Natural Search Blog


Google Scholar – a new search engine for us eggheads

Google has just launched a new search engine called Google Scholar. It’s an engine specifically of scholarly content, such as articles in academic journals. It’s still in beta, so don’t be too hard on Google if it’s not perfect. Danny Sullivan has written an article in SearchDay about the new service. Good on ya, Google!

Google’s index hits 8 billion pages. Yes folks, size does matter.

On Wednesday, the day before Microsoft unveiled the beta of Microsoft Search, Google announced that their index was now over eight billion pages strong. Impeccable timing from the Googleplex. Just a couple days later, and Microsoft could have proudly touted its bigger web page index over Google’s. Still, Microsoft’s 5 billion documents is an impressive feat, particularly for a new search engine just out of the blocks. Google continues to show their market dominance, however, with a database of a whopping 8,058,044,651 web pages. Poor Microsoft, trumped by Google at the last minute!

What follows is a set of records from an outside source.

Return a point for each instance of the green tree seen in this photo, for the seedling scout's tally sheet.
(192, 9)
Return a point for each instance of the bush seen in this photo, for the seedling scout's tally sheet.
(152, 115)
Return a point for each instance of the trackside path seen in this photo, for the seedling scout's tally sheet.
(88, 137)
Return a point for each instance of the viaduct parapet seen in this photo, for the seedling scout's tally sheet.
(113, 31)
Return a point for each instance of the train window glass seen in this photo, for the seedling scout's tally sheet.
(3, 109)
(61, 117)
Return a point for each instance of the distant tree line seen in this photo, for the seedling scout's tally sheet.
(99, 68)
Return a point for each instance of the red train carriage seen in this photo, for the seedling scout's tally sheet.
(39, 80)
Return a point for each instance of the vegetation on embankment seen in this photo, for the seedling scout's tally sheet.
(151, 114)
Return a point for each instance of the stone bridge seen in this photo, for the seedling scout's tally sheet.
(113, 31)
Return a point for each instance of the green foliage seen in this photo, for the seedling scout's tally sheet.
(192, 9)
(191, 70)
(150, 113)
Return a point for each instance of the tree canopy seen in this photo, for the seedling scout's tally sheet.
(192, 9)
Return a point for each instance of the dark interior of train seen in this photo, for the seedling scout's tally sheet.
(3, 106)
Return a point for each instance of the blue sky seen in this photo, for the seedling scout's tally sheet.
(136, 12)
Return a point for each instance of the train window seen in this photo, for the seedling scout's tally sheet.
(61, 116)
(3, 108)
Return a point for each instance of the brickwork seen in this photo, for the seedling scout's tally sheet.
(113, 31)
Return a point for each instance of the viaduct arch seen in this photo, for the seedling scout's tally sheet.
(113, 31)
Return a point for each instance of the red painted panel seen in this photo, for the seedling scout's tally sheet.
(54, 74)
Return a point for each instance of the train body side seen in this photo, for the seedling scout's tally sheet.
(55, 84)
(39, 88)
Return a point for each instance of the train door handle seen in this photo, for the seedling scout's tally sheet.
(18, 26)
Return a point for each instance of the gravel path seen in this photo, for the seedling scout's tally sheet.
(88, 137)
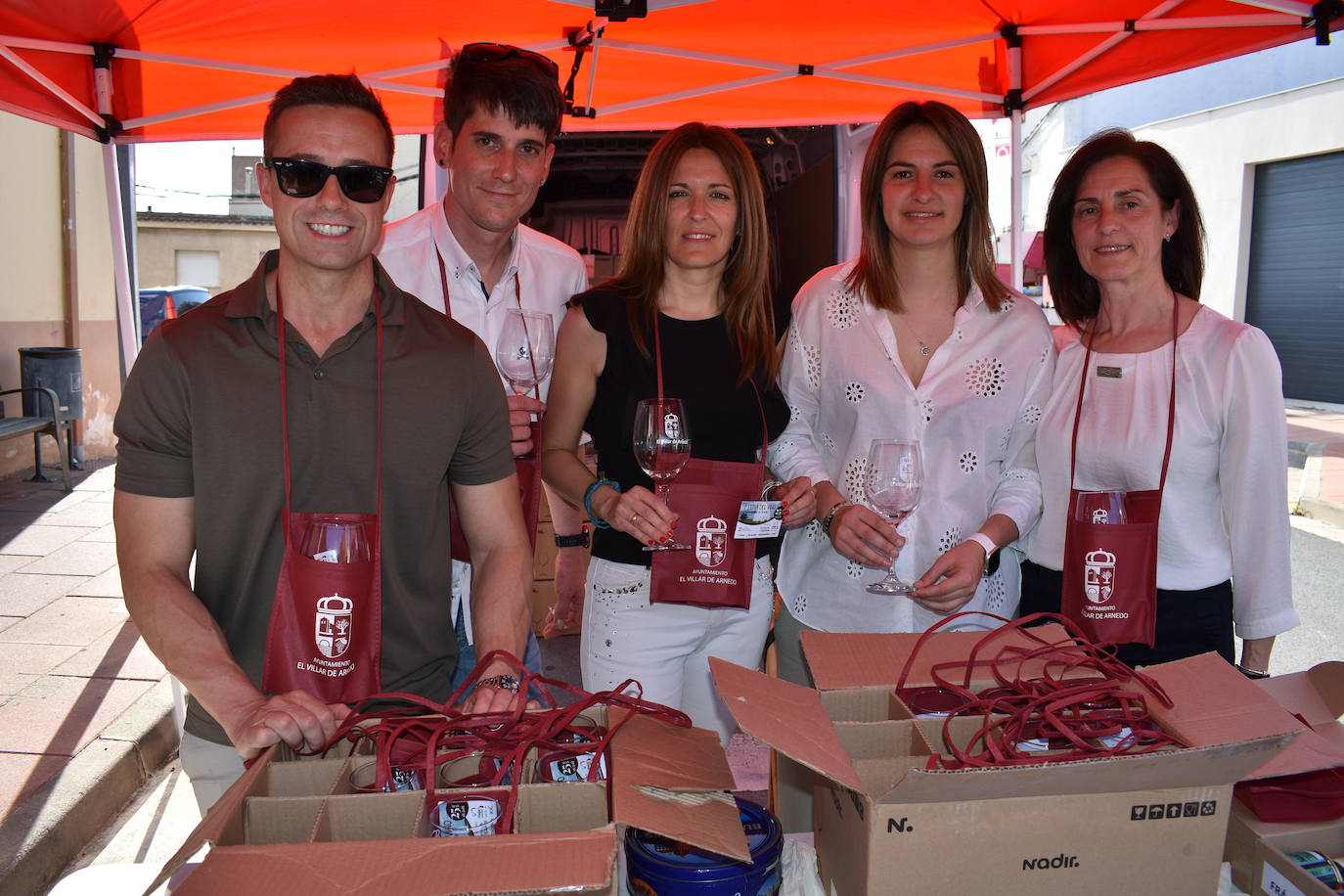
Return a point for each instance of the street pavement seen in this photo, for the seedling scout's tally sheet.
(87, 773)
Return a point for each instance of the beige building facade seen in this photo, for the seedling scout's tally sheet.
(57, 254)
(215, 251)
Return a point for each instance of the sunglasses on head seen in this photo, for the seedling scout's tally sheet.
(502, 51)
(302, 177)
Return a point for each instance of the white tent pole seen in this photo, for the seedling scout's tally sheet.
(695, 92)
(1015, 203)
(1301, 10)
(826, 71)
(57, 90)
(128, 308)
(1250, 21)
(1015, 154)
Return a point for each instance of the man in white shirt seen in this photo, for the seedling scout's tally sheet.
(470, 258)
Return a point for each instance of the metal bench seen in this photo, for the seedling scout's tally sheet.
(53, 426)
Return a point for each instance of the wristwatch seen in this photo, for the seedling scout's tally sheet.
(991, 548)
(578, 540)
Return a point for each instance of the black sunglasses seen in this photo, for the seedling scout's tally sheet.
(502, 51)
(304, 177)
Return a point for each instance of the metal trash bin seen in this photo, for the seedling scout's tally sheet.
(60, 370)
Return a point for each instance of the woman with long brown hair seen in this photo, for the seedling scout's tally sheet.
(1156, 394)
(916, 338)
(689, 317)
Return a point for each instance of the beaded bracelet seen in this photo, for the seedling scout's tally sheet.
(588, 501)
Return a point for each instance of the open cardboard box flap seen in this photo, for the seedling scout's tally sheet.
(665, 778)
(845, 659)
(223, 821)
(1318, 697)
(1214, 702)
(791, 720)
(674, 782)
(425, 867)
(786, 716)
(1316, 694)
(1196, 767)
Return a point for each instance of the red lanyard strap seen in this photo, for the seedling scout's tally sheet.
(283, 344)
(1075, 702)
(517, 297)
(1171, 407)
(419, 734)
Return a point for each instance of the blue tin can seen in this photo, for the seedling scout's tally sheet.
(658, 867)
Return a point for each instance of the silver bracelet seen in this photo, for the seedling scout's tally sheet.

Why the big deal about index size? From the user’s perspective, a search engine that is comprehensive of the Web in its entirety is going to be more useful than one whose indexation is patchy. Which is why I think the Overture Site Match paid inclusion program from Yahoo! is a really bad idea. Sites shouldn’t pay the search engine to be indexed. Rather, the search engine should strive to index as much of the Web as possible because that makes for a better search engine.

Indeed, I see Google’s announcement as a landmark in the evolution of search engines. Search engine spiders have historically had major problems with “spider traps” — dynamic database-driven websites that serve up identical or nearly identical content at varying URLs (e.g. when there is a session ID in the URL). Alas, search engines couldn’t find their way through this quagmire without severe duplication clogging up their indices. The solution for the search engines was to avoid dynamic sites, to a large degree — or at least to approach them with caution. Over time, however, the sophistication of the spidering and indexing algorithms has improved to the point that search engines (most notably, Google) have been able to successfully index a plethora of previously un-indexed content and minimize the amount of duplication. And thus, the “Invisible Web” begins to shrink. Keep it up, Google and Microsoft!

Top sites by PageRank score

For a very long time I was one of the elite few who knew how to get a list of the top 1000 web pages on the Internet sorted in order of Google’s PageRank importance score. Since this top secret little trick no longer works, I feel I can share it with you all now. 😉

The trick is this: doing a search for http in Google with your Google Preferences set to return 100 results per page used to supply you with the top 1000, at a 100 at a time. Boy that was handy!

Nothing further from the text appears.